Due Diligence Always Pays Off
As any business owner will attest, business can be hard.
Securing new customers; meeting the needs of existing clients; ensuring processes are being adhered to; staff are getting paid and well managed, all the while trying to turn a profit.
It’s no wonder so much time and ink is spent on advisory articles, with experts offering sage insights into how businesses can improve their cash flow, enhance employee engagement and so forth.
One crucial area, however, is overlooked time and again. I’m talking about customer due diligence (CDD).
While the 2007 Regulations highlight the importance of CDD as a means of identifying suspicious transactions on the part of their customers, in terms of money laundering and so forth, the benefits go far beyond simple compliance.

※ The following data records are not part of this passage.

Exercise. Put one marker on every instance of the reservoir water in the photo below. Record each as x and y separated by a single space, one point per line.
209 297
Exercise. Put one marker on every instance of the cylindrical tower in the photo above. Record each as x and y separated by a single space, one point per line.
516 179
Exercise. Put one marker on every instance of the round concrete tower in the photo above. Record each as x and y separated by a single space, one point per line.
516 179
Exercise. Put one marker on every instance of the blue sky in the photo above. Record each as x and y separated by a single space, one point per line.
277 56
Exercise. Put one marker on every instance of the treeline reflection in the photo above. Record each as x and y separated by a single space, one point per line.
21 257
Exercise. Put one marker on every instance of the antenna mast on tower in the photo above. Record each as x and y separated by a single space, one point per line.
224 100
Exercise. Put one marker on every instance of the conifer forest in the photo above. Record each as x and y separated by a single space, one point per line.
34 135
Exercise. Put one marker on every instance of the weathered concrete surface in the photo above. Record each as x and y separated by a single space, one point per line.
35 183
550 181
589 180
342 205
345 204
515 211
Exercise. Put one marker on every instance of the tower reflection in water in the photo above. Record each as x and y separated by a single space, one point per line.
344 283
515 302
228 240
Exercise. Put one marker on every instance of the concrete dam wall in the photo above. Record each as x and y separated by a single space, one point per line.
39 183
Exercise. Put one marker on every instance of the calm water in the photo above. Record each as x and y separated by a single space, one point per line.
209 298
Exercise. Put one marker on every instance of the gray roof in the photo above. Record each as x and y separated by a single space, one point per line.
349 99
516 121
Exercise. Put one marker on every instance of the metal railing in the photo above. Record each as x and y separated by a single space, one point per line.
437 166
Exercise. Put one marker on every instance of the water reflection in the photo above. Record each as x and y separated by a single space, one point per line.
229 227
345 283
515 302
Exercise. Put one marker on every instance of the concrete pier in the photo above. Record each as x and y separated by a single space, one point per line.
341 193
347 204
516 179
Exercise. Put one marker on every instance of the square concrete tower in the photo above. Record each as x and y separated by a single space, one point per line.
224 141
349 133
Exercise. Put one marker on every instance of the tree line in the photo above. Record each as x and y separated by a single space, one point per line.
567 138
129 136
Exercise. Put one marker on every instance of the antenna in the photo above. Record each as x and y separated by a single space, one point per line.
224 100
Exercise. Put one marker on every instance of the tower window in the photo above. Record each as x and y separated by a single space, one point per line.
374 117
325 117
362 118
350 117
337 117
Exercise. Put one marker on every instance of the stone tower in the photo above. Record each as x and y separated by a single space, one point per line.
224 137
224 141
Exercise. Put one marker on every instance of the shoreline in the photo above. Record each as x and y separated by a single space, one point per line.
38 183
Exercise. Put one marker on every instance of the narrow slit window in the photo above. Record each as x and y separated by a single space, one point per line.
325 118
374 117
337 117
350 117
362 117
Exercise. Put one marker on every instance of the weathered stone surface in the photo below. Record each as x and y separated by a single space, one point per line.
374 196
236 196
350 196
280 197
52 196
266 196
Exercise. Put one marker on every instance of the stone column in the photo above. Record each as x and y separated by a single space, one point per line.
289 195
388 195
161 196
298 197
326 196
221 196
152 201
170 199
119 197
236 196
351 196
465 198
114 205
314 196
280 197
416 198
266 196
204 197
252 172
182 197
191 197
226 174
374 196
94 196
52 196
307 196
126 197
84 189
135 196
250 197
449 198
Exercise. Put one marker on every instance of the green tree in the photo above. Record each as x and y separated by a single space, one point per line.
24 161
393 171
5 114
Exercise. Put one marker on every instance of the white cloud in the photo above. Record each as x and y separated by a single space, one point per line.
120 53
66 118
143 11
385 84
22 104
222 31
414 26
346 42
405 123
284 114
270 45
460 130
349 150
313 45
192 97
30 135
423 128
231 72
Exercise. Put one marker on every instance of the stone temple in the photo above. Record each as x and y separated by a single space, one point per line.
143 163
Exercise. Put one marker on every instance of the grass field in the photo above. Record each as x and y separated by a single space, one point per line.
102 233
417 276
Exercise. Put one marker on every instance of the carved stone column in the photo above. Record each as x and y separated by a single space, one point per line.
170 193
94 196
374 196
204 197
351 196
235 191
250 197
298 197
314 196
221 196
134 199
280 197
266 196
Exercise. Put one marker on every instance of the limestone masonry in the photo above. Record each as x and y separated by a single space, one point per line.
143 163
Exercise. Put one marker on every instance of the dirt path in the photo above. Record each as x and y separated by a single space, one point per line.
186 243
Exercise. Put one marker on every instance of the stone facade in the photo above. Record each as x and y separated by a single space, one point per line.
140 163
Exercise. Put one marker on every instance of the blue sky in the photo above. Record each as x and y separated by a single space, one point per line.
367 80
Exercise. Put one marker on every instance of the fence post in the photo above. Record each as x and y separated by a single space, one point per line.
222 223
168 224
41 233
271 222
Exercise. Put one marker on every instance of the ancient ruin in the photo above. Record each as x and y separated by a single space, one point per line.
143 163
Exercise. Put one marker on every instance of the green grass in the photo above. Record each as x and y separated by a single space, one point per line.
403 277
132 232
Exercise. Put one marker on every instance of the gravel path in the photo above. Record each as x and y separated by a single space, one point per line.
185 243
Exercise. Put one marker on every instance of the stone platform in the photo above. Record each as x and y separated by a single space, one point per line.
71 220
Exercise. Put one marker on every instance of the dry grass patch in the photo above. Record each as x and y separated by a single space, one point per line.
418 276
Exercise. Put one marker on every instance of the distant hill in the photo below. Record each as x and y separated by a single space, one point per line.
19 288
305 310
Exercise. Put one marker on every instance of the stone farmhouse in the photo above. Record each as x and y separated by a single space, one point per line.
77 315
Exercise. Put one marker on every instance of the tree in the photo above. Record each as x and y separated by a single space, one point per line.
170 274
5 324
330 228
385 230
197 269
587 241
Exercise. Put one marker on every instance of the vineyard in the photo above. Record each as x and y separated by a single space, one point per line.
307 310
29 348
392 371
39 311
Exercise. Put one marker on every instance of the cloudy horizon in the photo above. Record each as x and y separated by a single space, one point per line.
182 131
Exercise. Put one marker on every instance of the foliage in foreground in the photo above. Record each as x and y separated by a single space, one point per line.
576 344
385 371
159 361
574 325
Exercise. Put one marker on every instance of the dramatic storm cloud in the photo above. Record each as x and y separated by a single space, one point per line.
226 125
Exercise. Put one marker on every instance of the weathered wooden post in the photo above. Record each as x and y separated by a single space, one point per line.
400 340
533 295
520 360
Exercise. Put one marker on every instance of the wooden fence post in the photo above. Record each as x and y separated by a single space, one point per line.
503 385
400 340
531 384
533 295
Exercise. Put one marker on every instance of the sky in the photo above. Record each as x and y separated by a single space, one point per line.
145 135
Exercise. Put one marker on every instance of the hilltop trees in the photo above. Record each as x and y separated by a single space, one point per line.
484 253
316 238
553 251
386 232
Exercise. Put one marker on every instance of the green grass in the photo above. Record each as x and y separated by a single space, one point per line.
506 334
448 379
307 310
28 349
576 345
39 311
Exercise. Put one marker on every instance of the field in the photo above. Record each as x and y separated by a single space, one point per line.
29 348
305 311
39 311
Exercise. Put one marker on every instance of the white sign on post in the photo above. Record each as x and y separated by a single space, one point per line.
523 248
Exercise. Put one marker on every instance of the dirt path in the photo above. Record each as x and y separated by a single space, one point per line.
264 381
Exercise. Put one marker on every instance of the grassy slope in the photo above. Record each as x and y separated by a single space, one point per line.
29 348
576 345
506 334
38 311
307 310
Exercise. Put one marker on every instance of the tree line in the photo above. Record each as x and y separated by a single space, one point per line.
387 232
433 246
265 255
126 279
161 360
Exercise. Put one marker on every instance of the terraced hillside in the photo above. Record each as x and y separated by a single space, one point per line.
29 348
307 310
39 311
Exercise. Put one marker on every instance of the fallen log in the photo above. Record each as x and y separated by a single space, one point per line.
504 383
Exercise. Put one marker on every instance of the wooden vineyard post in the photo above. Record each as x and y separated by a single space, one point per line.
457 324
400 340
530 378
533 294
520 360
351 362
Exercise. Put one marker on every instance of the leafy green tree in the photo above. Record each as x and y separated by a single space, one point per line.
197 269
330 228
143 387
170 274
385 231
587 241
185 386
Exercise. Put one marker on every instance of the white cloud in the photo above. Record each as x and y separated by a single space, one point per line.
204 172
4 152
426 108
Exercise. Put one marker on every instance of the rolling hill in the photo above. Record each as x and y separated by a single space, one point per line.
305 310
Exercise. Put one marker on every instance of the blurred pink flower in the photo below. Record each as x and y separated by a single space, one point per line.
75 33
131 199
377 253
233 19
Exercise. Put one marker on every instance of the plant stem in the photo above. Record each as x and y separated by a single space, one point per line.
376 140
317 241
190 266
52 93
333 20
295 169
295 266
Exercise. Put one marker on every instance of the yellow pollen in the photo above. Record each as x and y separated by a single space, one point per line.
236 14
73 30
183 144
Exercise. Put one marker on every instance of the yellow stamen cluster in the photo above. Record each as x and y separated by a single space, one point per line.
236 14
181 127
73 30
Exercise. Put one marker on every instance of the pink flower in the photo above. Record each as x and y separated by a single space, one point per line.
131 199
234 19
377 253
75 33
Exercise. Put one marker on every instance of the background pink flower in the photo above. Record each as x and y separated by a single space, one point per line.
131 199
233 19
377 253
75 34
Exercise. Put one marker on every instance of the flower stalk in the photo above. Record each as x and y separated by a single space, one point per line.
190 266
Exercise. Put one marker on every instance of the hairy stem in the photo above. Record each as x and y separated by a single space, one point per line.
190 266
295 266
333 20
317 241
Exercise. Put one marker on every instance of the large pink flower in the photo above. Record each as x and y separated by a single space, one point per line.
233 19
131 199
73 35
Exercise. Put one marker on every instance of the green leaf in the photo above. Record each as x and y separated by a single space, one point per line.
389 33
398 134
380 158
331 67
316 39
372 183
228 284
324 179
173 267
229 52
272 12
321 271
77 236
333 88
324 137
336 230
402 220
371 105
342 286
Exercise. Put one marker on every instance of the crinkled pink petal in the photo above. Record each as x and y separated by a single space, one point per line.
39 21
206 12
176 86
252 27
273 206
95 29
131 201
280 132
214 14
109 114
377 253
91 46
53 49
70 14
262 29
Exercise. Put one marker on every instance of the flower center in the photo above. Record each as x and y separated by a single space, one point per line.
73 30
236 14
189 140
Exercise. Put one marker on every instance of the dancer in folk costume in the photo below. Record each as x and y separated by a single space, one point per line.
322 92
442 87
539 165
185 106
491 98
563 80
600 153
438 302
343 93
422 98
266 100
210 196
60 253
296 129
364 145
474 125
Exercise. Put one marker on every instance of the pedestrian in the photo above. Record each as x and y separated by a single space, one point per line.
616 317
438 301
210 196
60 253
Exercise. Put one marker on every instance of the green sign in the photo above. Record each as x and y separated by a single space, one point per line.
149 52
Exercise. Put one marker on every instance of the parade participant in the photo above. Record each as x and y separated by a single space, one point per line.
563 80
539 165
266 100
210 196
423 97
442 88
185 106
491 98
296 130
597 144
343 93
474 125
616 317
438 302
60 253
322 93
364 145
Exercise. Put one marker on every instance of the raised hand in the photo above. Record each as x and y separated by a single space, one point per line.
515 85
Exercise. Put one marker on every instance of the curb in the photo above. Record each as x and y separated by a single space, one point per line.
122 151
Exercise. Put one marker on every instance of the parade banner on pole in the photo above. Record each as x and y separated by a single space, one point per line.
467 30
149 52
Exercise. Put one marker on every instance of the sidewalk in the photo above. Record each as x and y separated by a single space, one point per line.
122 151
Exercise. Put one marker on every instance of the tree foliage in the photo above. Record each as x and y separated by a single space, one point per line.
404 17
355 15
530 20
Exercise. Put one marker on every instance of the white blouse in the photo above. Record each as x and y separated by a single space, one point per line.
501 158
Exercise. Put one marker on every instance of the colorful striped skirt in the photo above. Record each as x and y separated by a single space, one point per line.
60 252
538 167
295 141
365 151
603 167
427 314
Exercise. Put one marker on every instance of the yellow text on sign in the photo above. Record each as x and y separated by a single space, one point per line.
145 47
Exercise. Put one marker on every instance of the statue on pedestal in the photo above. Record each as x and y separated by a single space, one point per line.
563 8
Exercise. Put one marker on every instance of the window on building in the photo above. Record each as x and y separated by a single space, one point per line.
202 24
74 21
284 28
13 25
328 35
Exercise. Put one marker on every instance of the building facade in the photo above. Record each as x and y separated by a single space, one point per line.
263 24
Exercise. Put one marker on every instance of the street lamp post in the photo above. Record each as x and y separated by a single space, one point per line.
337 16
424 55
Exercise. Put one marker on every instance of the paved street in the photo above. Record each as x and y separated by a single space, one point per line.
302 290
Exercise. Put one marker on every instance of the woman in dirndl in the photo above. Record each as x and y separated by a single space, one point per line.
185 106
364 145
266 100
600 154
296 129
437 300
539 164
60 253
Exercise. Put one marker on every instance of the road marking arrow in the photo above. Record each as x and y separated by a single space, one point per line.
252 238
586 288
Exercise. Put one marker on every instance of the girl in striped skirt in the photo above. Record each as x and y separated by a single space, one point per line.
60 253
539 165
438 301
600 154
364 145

Indeed, effective CDD can be the difference between the success and failure of your business.
In its simplest form, due diligence is a set of processes utilised by a business to get a better understanding of a potential client, their regular business patterns, that they are who they say they are, etc.
In all financial transactions – and that means selling goods or services to someone else - it is imperative to know precisely who you are dealing with.
Beyond the issues of money laundering, failing to do so can result in cancelled production orders and missed payments.
For many of Britain’s small businesses, a client’s decision to renege on a large order - for which you have invested heavily in labour, materials and so on - can be enough to kill your business.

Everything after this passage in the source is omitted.